The park has two primary funding sources: the Stanton Foundation and the Community Preservation Committee (CPC). The Stanton Foundation – which Zick said has certain rules to fund a project – will fund $25,000 of design work and $250,000, or 90% of overall work, for construction, while the CPC will provide the remaining monies needed.

“We built a relationship with the foundation, and so we feel strongly that we’ll be able to get those,” said Santos.

The timing is important because the Stanton Foundation grant will be retired at the end of 2025. Santos said that “we have to move this forward.” 

Residents weigh in on sites

Rob Barella, who is another member of the landscape architecture firm, said regardless of whether the park is at Farina or Sauta fields there are parts of the project that will need to be included, such as fencing, potable water, shade, parking, seating for owners, waste receptacles and a type of surfacing.

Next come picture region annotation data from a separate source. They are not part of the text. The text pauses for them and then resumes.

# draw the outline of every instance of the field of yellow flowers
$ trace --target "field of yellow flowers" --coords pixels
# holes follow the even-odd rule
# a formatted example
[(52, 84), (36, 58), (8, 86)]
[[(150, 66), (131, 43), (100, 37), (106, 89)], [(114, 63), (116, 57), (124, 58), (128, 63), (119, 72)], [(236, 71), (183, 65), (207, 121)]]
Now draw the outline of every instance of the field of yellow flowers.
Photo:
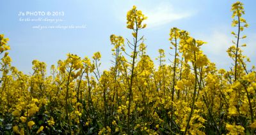
[[(205, 43), (172, 28), (170, 64), (159, 50), (157, 63), (139, 33), (147, 19), (127, 12), (133, 38), (110, 36), (113, 66), (99, 71), (101, 55), (68, 53), (51, 67), (36, 60), (33, 75), (11, 66), (8, 38), (0, 35), (1, 134), (255, 134), (256, 72), (248, 69), (239, 40), (248, 26), (243, 3), (232, 5), (236, 39), (227, 50), (229, 71), (216, 68), (200, 47)], [(125, 42), (127, 42), (126, 46)]]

The variables or extras would be lighting, irrigation and play equipment for dogs.

Both sites are about half- to three-quarters of an acre.

Farina Field is an already-existing open lawn that is relatively flat and close to the town center. However, there isn’t a parking lot or paved areas, the driveway floods and the perimeter of the site is surrounded by wetlands. There is no current electrical or access to water on site, according to data presented by Barella.

“That site does flood,” said Barella.

This was a point that several abutters to the field confirmed. One resident said the town would have a “muddy field.”  

In the case of Sauta Field, the field is in a partially-wooded area that is less connected to Hudson neighborhoods. While there’s electrical and irrigation on the site, the property has adjacent wetlands and a brook. 

Abutter said that parking at Sauta Field would be used quickly as there are families at the site to attend youth sports on any given weekend. Kristine Connor of Brook Street said the Sauta Field area “quite congested” on Saturdays.

Santos said the town was aware of the high number of families and children going to games. 

He emphasized that they would have to go to the Conservation Commission prior to any decisions on either site, both of which have wetland issues.

“This is not just a one-and-done conversation,” Santos said. “We’re going to continually talk about it.”